The Athena++ Adaptive Mesh Refinement Framework: Design and Magnetohydrodynamic Solvers
James M. Stone, Kengo Tomida, Christopher J. White, Kyle G. Felker
TL;DR
The paper presents Athena++, a high-performance, extensible AMR framework for astrophysical fluid dynamics that separates mesh infrastructure from physics solvers via a block-based AMR design and dynamic task-based execution. It details non-relativistic and relativistic MHD solvers built within this framework, including general EOS support, diffusion via STS, curvilinear coordinate discretizations, and constrained transport to maintain divergence-free magnetic fields.
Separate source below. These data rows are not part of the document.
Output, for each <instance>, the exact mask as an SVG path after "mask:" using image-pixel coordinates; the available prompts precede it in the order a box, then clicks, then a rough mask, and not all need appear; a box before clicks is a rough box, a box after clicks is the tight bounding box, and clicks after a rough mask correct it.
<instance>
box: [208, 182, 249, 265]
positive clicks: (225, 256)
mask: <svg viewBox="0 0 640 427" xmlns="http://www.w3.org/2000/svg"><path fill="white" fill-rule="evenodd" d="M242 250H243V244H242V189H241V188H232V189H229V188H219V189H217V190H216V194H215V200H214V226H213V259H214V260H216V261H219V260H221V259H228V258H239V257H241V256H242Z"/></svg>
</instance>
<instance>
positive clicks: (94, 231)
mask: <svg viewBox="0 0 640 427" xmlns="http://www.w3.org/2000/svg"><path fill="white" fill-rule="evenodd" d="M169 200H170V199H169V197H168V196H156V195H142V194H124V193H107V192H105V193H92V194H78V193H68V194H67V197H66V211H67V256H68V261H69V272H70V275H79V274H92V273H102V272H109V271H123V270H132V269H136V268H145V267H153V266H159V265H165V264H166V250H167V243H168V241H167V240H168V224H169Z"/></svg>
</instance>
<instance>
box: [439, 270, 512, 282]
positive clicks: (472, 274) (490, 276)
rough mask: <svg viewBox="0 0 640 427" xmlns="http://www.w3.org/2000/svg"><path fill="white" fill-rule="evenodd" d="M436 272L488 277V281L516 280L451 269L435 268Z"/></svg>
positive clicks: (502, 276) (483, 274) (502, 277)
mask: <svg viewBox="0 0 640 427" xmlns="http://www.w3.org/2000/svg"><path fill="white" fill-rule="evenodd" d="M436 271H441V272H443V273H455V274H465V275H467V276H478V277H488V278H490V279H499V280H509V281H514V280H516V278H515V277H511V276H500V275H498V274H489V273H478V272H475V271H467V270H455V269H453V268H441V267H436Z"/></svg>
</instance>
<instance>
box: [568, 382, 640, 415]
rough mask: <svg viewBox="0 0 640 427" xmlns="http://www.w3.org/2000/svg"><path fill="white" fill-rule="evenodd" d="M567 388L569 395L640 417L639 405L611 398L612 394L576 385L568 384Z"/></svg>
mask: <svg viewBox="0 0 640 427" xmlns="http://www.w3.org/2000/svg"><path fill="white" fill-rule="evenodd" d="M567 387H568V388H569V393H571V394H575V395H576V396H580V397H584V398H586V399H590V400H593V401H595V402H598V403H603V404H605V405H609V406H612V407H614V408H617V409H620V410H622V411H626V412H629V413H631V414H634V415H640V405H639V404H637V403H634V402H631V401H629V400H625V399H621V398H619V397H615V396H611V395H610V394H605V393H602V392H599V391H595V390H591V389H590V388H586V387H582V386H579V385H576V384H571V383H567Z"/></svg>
A comprehensive suite of tests demonstrates robust accuracy across linear and nonlinear MHD problems and confirms scalable performance, with AMR providing substantial speedups when refined regions are localized. The work highlights the framework’s portability, modularity, and potential for multi-physics and heterogeneous computing, underscored by open-source distribution and rigorous validation practices.
Abstract
The design and implementation of a new framework for adaptive mesh refinement (AMR) calculations is described. It is intended primarily for applications in astrophysical fluid dynamics, but its flexible and modular design enables its use for a wide variety of physics. The framework works with both uniform and nonuniform grids in Cartesian and curvilinear coordinate systems. It adopts a dynamic execution model based on a simple design called a "task list" that improves parallel performance by overlapping communication and computation, simplifies the inclusion of a diverse range of physics, and even enables multiphysics models involving different physics in different regions of the calculation. We describe physics modules implemented in this framework for both non-relativistic and relativistic magnetohydrodynamics (MHD). These modules adopt mature and robust algorithms originally developed for the Athena MHD code and incorporate new extensions: support for curvilinear coordinates, higher-order time integrators, more realistic physics such as a general equation of state, and diffusion terms that can be integrated with super-time-stepping algorithms. The modules show excellent performance and scaling, with well over 80% parallel efficiency on over half a million threads. The source code has been made publicly available.